By Miguel Baca Barragan, Latin Life Denver Media
Imagine it’s your first day to school. An American elementary school. There you are playing with all the other kids, eating your lunch and speaking Spanglish, loving the new atmosphere of learning. Books with words of knowledge and hope. Imagine feeling that nothing could stand in your way, dreaming of a future in physics, medicine, law or whatever you desire. Then in your senior year of high school, you go to your guidance councilor for advice on how to apply for college and the response is, “This is unusual, your kind of people don’t normally look for this information. I can’t help you”.
You wouldn’t give up right? You fill out the financial aid packet, determined to not be pushed down. You are the first of your siblings of 11 to go on from high school. You send in your application with pride, looking forward to that letter that says they will help you attend one of the honored college institutions that you have already been accepted to. Strait “A” student all though your education experience. You run to the mail box, and there it is, the letter you have been waiting for. You open it with anxiety and anxiousness just to see the bold print, “Your application is incomplete. All personal information must be filled out.” You think, I DID! But, one line remains empty. You don’t have this information. Don’t even know what it is. You call your mom in Mexico and ask where is your social security number. She response, “you don’t have one Hita”. The DREAM is shattered.
This is the story of Sarahi Espinoza Salamanca, and many others. They have earned the title of DREAMERS. Children that were brought to America on the backs of their parents, looking for a better life. The term DREAMERS is not linked to just one country or part of the world, it is present in all races and ethnicities in American culture. Children not knowing any other country but America. Some don’t even know their family’s native language but yet in this society, they are viewed as “Aliens”!

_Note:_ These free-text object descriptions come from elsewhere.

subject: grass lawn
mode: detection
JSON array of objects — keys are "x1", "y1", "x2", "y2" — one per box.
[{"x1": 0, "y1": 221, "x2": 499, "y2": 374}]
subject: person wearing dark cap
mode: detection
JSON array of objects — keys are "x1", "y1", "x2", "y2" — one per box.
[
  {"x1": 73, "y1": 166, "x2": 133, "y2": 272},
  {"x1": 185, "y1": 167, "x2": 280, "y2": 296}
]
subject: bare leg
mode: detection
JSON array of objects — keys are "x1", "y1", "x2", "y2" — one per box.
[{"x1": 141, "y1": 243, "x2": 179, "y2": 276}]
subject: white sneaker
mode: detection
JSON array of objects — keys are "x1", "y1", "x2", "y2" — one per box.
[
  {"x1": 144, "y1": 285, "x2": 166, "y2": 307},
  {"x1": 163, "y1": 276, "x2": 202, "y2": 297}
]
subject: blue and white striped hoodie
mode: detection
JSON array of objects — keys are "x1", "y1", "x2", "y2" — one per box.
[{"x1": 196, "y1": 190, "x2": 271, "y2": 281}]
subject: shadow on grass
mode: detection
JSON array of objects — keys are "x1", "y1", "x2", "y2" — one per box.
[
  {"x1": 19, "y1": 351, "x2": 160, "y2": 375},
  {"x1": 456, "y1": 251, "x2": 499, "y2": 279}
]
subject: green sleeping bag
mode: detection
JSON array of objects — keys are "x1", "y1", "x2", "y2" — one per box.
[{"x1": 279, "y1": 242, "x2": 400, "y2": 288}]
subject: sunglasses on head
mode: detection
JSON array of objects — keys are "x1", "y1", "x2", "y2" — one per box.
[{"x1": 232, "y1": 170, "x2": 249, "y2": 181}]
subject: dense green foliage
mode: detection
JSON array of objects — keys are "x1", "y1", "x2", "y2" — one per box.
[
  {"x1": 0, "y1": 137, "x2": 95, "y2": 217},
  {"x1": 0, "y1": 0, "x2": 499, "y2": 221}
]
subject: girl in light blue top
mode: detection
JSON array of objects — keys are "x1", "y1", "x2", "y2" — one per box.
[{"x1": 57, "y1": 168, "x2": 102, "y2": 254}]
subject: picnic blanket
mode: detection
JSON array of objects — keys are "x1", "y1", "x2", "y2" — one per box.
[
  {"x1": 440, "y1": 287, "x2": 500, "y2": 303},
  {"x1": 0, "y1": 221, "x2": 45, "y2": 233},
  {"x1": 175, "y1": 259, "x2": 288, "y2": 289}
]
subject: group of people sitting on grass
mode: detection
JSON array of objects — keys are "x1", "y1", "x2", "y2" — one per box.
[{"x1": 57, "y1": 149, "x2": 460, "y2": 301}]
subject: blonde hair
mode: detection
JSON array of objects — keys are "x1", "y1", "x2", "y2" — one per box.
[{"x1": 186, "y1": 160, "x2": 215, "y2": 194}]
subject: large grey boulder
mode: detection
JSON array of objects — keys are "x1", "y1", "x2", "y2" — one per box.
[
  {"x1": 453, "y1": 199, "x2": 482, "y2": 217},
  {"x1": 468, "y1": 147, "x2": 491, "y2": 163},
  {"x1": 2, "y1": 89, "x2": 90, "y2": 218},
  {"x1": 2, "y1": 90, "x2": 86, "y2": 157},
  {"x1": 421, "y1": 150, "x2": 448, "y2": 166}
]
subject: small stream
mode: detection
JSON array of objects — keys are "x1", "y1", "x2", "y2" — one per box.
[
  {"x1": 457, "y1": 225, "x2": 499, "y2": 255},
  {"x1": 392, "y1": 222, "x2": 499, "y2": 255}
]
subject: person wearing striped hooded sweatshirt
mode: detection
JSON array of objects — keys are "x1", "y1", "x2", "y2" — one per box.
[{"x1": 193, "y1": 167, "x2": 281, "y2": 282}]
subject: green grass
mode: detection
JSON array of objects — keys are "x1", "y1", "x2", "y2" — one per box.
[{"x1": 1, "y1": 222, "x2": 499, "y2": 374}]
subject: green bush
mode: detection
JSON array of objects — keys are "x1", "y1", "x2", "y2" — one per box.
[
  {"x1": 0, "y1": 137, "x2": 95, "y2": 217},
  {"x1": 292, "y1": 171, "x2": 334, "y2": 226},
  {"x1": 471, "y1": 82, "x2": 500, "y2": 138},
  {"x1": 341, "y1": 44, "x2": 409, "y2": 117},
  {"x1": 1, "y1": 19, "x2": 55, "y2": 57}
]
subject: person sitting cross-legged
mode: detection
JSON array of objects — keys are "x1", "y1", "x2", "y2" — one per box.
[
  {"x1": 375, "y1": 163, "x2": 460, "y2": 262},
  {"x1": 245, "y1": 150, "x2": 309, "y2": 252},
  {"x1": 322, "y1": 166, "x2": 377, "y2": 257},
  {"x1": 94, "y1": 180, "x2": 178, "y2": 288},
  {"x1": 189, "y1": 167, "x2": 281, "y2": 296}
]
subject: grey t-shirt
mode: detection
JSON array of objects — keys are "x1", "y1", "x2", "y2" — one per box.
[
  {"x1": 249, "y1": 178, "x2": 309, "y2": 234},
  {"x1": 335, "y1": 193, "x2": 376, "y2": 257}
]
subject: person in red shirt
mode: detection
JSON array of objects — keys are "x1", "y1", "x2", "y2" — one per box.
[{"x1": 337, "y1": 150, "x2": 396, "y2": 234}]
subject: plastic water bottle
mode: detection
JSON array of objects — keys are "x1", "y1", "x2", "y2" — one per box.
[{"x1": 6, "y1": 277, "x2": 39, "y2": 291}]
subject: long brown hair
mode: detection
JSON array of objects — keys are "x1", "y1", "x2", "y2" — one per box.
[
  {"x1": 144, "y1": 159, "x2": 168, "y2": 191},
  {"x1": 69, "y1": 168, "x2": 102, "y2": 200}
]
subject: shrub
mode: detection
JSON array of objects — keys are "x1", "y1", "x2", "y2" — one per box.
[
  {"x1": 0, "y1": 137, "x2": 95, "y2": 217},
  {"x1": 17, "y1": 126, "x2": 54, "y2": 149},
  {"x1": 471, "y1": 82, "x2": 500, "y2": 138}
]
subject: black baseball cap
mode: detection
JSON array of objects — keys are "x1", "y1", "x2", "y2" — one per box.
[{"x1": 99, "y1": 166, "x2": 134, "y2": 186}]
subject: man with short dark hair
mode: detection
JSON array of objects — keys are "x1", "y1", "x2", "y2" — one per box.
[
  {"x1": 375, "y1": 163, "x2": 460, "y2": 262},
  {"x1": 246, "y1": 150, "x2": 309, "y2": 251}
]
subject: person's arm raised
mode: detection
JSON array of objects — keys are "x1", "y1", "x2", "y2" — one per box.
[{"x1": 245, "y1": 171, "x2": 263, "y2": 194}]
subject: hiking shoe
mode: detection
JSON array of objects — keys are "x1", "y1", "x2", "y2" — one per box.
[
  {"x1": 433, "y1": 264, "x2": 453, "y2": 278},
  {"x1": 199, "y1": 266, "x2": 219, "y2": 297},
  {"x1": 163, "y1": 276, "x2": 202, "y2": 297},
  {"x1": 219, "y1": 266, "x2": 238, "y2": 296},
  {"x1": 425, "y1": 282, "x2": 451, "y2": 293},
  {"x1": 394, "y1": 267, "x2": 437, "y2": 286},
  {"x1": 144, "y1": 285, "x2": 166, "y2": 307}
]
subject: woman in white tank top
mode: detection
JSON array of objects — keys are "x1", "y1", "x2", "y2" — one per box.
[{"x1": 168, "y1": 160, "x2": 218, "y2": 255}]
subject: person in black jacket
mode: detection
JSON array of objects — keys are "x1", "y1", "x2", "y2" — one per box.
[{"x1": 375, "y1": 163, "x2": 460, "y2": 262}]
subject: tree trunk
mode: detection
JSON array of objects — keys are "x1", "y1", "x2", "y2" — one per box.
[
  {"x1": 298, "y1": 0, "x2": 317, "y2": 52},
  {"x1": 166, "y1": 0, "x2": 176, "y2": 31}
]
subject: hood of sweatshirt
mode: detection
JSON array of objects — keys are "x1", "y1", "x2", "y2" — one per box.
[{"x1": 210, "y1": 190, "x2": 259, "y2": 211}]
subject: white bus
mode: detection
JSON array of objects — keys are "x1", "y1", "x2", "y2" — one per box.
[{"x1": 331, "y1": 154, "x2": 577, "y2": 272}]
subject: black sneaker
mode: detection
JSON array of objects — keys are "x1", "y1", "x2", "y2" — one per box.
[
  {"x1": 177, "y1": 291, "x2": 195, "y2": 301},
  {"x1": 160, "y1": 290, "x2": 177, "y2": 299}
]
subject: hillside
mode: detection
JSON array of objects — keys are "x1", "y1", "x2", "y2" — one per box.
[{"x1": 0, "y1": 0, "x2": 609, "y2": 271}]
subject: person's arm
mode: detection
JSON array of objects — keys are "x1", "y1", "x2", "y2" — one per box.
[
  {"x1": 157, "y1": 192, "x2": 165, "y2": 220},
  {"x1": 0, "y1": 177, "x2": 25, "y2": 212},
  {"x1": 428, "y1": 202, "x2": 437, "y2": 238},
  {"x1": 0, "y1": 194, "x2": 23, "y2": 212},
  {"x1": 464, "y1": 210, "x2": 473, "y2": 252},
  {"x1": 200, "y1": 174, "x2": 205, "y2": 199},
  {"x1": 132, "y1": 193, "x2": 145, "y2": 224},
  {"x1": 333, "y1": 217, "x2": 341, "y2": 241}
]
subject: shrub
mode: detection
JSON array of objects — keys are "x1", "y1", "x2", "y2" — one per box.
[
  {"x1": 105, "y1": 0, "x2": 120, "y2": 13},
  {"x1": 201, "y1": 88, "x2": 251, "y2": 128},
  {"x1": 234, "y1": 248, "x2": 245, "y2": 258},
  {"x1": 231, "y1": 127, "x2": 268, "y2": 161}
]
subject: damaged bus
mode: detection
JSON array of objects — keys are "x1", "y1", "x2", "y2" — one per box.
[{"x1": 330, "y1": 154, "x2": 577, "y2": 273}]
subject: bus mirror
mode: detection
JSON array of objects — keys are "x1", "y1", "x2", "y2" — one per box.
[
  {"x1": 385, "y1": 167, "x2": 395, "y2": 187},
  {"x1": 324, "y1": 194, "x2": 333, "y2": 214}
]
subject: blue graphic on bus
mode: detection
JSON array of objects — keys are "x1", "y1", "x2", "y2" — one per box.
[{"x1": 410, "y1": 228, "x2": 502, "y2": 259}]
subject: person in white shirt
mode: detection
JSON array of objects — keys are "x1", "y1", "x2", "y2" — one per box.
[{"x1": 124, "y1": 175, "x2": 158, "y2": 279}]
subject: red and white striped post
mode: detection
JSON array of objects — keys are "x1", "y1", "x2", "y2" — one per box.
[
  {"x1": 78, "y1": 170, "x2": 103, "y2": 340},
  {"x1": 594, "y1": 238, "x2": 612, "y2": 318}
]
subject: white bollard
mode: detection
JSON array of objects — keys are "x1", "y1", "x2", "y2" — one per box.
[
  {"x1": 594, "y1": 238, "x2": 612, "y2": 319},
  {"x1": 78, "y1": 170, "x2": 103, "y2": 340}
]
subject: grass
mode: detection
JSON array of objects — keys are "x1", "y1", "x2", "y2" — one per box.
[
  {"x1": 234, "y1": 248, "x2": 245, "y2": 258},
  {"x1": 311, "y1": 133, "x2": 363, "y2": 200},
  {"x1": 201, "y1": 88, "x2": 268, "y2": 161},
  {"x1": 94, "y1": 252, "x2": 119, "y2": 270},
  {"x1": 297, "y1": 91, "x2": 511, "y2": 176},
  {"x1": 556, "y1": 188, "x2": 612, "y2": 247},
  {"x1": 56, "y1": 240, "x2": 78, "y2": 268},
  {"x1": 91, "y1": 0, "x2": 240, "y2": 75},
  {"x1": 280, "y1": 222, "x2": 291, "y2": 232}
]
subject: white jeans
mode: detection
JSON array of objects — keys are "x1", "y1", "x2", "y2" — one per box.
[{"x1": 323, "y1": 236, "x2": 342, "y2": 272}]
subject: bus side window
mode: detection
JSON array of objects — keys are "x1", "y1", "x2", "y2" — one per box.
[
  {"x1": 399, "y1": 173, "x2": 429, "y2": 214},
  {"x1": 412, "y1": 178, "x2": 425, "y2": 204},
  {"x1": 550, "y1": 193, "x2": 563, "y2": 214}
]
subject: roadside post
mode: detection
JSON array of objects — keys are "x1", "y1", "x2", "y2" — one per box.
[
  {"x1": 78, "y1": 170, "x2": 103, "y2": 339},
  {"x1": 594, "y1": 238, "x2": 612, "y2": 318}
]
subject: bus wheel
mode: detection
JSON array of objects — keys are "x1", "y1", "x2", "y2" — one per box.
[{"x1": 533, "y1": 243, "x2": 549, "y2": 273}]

At the conference I attended in Miami at “Hispanicize 2018” on Thursday April 19th I had the opportunity to hear Sarahi’s story. The workshop was titled “Latinos in the Crossroads of Politics, Policy and Leadership Identity. It was Moderated by Jose Diaz-Balart, Anchor MSNBC with the featured speaker Sarahi Espinoza Salamanca
I was so moved with her desire to not give up. She shared how she went down so many different roads just to find one dead end after another. All she wanted to do was to go to college. She never broke any law, never hurt anyone, never committed any crime. All she wanted was to live, learn and prosper. Like so many others she wanted to live the American DREAM.
At the young age of 19 she refused to give up. She has found a few non-profits that privately fund DREAMERS and has started her own company. Many DREAMERS like Sarahi don’t know where to go for help, or to find a way to seek higher education. Some just give up and enter the work force. Sarahi knew in her heart she was not the only one, and still pauses for a tear or two telling her story. Knowing that there are others, she is now the Founder and CEO of DREAMer’s Roadmap.